As was the case ten years ago on the same stage for the premiere of Glass’s Sixth Symphony, Davies proved himself a passionate advocate of his friend’s music, conducting with an eye on the larger narrative threads while maintaining admirable clarity in the complex passages. The ACO, long acquainted with Glass’s music, seemed to remain undaunted by its rhythmic intricacies. Instead, players often stumbled over exposed notes with intonation problems in the violins and an inexcusable amount of split notes in the brass.

Glass decided to pair Tuesday’s premiere with Arvo Pärt’s Lamentate, a work for piano and symphony orchestra released on record in 2005 but here given its first New York performance. In the program notes, Davies writes of the “distant, yet recognizable symbiosis” between the two composers. What would a conversation between the American Buddhist and the Estonian mystic sound like?

In the event, spirituality of either denomination was in short supply. Lamentate, with its unusually assertive protagonist in the form of the solo piano, played by the flamboyant Maki Namekawa, sounded conventionally cinematic, next to Glass’s more richly expressive and brashly saturated scoring.

Dodgy brass playing also marred Lamentate, which begins with a halting conversation between timpani, trumpet and piano before erupting in massive tutti explosions.  Much of Pärt’s music is a study in the contrast between high and low, the ethereal and the earthy. Lamentate is no exception. But while the gentle passages are undeniably lovely, the forceful ones often smack of bombast and there is too little to tie them together.
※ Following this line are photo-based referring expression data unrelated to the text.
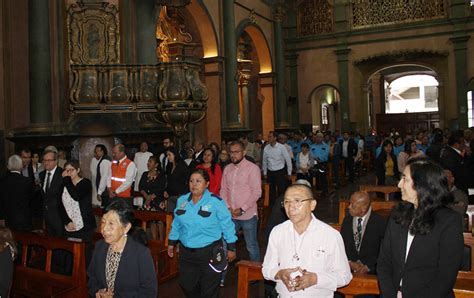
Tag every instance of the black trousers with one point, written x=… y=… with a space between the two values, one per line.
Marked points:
x=349 y=165
x=196 y=277
x=278 y=183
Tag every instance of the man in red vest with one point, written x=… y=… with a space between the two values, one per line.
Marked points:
x=123 y=172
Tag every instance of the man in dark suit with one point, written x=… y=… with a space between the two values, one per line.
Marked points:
x=362 y=231
x=52 y=189
x=452 y=158
x=15 y=197
x=349 y=152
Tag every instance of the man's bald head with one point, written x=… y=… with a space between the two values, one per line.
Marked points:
x=118 y=152
x=360 y=204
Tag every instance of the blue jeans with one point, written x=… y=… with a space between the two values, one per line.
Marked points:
x=249 y=227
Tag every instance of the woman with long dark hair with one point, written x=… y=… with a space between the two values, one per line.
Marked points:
x=423 y=245
x=386 y=168
x=213 y=169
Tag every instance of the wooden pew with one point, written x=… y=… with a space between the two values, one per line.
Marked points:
x=385 y=189
x=37 y=282
x=360 y=283
x=382 y=207
x=166 y=268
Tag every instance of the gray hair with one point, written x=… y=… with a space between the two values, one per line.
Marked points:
x=15 y=163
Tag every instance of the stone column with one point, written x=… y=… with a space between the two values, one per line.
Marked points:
x=39 y=61
x=281 y=102
x=292 y=60
x=266 y=91
x=146 y=17
x=213 y=77
x=461 y=62
x=343 y=72
x=230 y=66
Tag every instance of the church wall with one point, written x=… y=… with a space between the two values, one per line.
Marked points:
x=318 y=64
x=315 y=68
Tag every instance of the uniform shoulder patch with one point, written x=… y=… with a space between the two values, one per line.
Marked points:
x=217 y=197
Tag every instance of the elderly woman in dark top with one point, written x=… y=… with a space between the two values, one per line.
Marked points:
x=77 y=201
x=120 y=266
x=8 y=253
x=177 y=174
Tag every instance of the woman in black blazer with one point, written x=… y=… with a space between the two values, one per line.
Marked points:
x=423 y=245
x=120 y=266
x=77 y=213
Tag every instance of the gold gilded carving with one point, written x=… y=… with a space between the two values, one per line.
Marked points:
x=169 y=31
x=367 y=13
x=93 y=33
x=314 y=17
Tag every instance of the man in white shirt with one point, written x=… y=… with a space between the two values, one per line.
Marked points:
x=305 y=256
x=141 y=161
x=276 y=166
x=100 y=173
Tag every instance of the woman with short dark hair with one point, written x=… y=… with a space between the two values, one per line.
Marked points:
x=386 y=168
x=121 y=266
x=201 y=222
x=423 y=245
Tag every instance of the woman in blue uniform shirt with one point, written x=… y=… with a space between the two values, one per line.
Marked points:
x=200 y=221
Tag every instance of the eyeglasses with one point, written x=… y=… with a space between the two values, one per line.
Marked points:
x=297 y=203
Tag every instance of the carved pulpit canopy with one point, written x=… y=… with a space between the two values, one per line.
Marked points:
x=93 y=33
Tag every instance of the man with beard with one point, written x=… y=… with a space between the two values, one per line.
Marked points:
x=241 y=187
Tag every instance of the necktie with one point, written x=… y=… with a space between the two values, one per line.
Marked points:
x=48 y=181
x=359 y=233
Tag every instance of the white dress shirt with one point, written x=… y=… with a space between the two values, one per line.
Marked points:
x=105 y=172
x=320 y=250
x=141 y=160
x=50 y=177
x=275 y=157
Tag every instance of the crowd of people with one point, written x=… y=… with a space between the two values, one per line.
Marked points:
x=213 y=190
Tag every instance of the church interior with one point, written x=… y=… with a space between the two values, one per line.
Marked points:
x=78 y=73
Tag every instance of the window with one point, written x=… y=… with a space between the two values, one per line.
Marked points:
x=411 y=94
x=470 y=115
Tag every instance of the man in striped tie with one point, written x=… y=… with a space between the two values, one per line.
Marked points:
x=362 y=231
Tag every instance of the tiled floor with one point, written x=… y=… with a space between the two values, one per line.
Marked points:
x=326 y=210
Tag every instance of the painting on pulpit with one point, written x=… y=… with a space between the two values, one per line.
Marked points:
x=93 y=32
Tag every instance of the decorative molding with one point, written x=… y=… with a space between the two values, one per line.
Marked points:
x=367 y=13
x=314 y=17
x=93 y=33
x=409 y=54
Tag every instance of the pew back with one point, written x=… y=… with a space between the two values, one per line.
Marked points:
x=29 y=281
x=386 y=190
x=382 y=207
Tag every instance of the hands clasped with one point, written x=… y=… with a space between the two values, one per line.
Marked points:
x=296 y=279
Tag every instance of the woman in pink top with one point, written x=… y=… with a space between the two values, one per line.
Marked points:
x=213 y=169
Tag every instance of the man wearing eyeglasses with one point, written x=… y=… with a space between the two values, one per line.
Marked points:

Namekawa played her part with sensitivity and passion, making her opening chords ring like bells and bringing a touching naivete to a later music-boxy passage. There were arresting moments – an oriental motif in the oboe, an elegiac series of scooping octaves in the cello — but whereas Pärt’s greatest works inhabit a sense of otherworldliness, here the craft was too often in plain view.

In that sense, it was perhaps a fitting counterpart to Glass’s Symphony No. 9. Both composers are capable of writing exquisitely contemplative, inward-looking music. Glass’s Ninth, with its multiple ethnic and historical references, shows the 75-year-old composer’s unbroken curiosity about the contemporary outside world — and the past.

4 Responses to “Glass the minimalist turns symphonic maximalist in his Ninth”

  1. Posted Feb 01, 2012 at 11:19 pm by Hence

    A gorgeous piece of music, one I’m sure will unravel further over time.

  2. Posted Feb 06, 2012 at 12:06 am by Sam Merciers

    Do you really think that Glass’s newest symphony “…shows the 75-year-old composer’s unbroken curiosity about the contemporary outside world…”? I found it far too long and far too boring. Glass barely looks outside his existing catalog for material. Also, I seem to have missed the “…rhythmic intricacies…” mentioned in the article. What I heard was Glass over and again gives us unrelated series of events with little rhythmic variation. Rather than transition from one section to the next, the music simply stops doing one thing and begins doing another. Not that complex transitions are a requirement, but considering he downbeat heavy (and not at all intricate) rhythmic approach and the relentlessness of the overall work, turning a few corners in a clever way would have helped his cause a great deal.

    This piece is going to be popular however, because it’s easy to ignore and doesn’t challenge listeners. It sounds to me like Glass didn’t challenge himself much either.

  3. Posted Feb 06, 2012 at 3:51 pm by Chris Carss

    I wonder if the article meant to say “contrabass trombone”? The regular bass trombone has been a standard part of the orchestra since the early 19th century. From all the low pitch growling I could hear in the performance on the radio today, I would say the contrabass members of the clarinet, bassoon, and trombone families are all there in this amazing new piece of music!

  4. Posted Feb 09, 2012 at 8:28 pm by Anthony Bannister

    Pieces that are easy to ignore generally become popular, yeah, that’s the way it works, sure.